At home, Kleiman prefers to cook the beans, though she does stick to a minimalist method. First she sautés them in olive oil with leeks, artichokes, peas, and new (that is, young, spring) garlic; then she uses the mixture as a pizza topping along with fresh, local ricotta cheese.
Chef: Ben Barker; Magnolia Grill, Durham, North Carolina
Ingredient: Spring goat cheese
Chef Ben Barker can't get enough of the soft, spring goat cheese from North Carolina's Celebrity Dairy. "It's tangy and grassy and wonderful with the season's first arugula or paper-thin slices of vidalia onion, olive oil, and roasted pecans." Still, while he's loyal to his local dairy, Barker admits that "all small-production, local cheeses reflect seasonal change". (Because spring is the time when goats produce milk for new offspring, the season's cheeses are often especially rich.) To put their taste buds to the test, Barker suggests that cooks "seek out a fresh log or pyramid-style cheese from a local producer" throughout the year "to examine how it varies". Whatever the season, the cheeses make a great addition to salads, sandwiches, and pizzas.
Chef: Douglas Keane; Cyrus, Healdsburg, California
Ramps are a long, thin, variety of wild onion that lend dishes a sweetness that traditional leeks can't match.
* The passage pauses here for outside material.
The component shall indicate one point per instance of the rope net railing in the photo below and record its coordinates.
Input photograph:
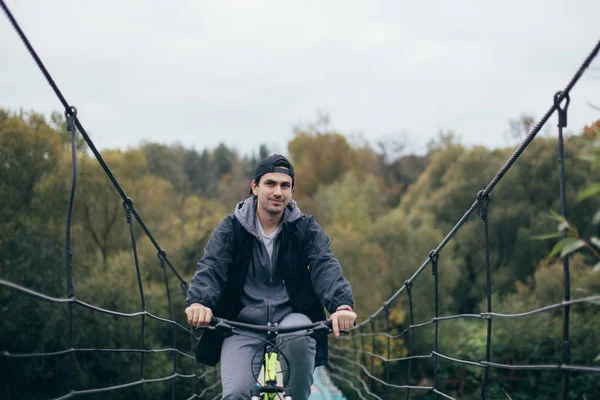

These fresh young things grow wild along the East Coast in the spring but are also available at specialty markets across the country.
Chef Douglas Keane discovered ramps at home, in his mom's Michigan kitchen. Besides having an appealing flavor, ramps are easy to use. "The simplest way for the average cook to make ramps is to pickle them, which is my favorite way," Keane says. Just blanch the bulbs and then steep them in white wine vinegar and pickling spices. Once pickled, they will keep, refrigerated, for weeks and are endlessly versatile. "Pickled ramps make a great garnish for shellfish or pasta because of the added acid kick," Keane says, "or in cocktails instead of onions and olives.